Even when we evaluate it to different corporations through which traders can make investments to achieve publicity to China and Chinese language innovation, we imagine there are a lot better alternatives. Presently, corporations like Alibaba (BABA), JD.com (JD) and Pinduoduo (PDD), which we wrote about lately, are arguably in “deep worth” territory in comparison with XPeng, which is at present burning money hand over fist and seeing its revenues decline.
Powerful Macroeconomics
Even on a macroeconomic foundation, we expect XPeng is going through important headwinds, which can additional harm its demand issues, profitability points and declining progress.
Many anticipated the Chinese language economic system to rebound, following the reopening after greater than 2 years of decrease progress, because the economic system was locked down. Nevertheless, current information present that this optimism could have been misplaced. If we have a look at the expansion price of Yuan Loans, which is essential for a rising economic system, we see that it’s at present round 11.8%, which at first look looks like loads. However it’s truly nearly the bottom price prior to now 20 years.
Chinese language CPI can be fairly completely different from the US, the place inflation approached double digits final 12 months. This 12 months, nonetheless, China has to fret concerning the reverse: deflation. Inflation is at present headed for certainly one of its lowest ranges over the previous 20 years and appears to be heading much more south, much like 2000 and 2008. An economic system can often deal with some inflation, however the “debt deflation” situation, is an unsightly situation that often happens throughout financial depressions similar to 1929 and 2008.
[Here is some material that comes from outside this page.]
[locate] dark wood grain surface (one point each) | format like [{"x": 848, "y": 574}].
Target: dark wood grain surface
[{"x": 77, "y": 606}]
One other metric, the producer worth index, has additionally plunged and is heading into deep detrimental territory. A detrimental PPI might even have additional penalties, because it might result in decrease client spending and the postponement of purchases in anticipation of additional worth declines.
The Chinese language yuan can be weakening towards the U.S. greenback, which is at present pretty low cost at 7.06 RMB towards USD, because it has damaged via the 7:1 stage. All these indicators lead us to imagine that the Chinese language economic system and client are usually not experiencing a “reopening increase,” and are in worse form than anticipated.
The Backside Line
XPeng is working in a particularly tough atmosphere, with Tesla waging a worth warfare towards BYD, with each producers considerably slicing costs and seeing decrease margins in consequence. We expect one of many first casualties of this worth warfare shall be XPeng, with considerably weaker demand and an incapability to scale additional except it comes on the expense of gross margins.
For us, it’s at present unclear how XPeng can get to flee velocity and scale up its manufacturing, whereas competing with BYD and Tesla, which arguably have a a lot better worth proposition for the time being, resulting from their measurement and the size of time they’ve been lively within the EV sector. On high of all these headwinds, it doesn’t seem that the Chinese language macroeconomy will enhance anytime quickly. On a relative valuation foundation and tangible e-book worth, we expect XPeng’s honest worth is nearer to $6 per share. Nevertheless, we imagine there are different nice equities, similar to Alibaba, Pinduoduo and JD.com, which can be buying and selling at dirt-cheap valuations and in addition provide publicity to the Chinese language client and innovation.
We’d look ahead to additional indicators, similar to enhancing margins or stronger demand which will point out additional enchancment in profitability, as XPeng at present stays too speculative, shedding greater than $376 million per quarter, as of Q1.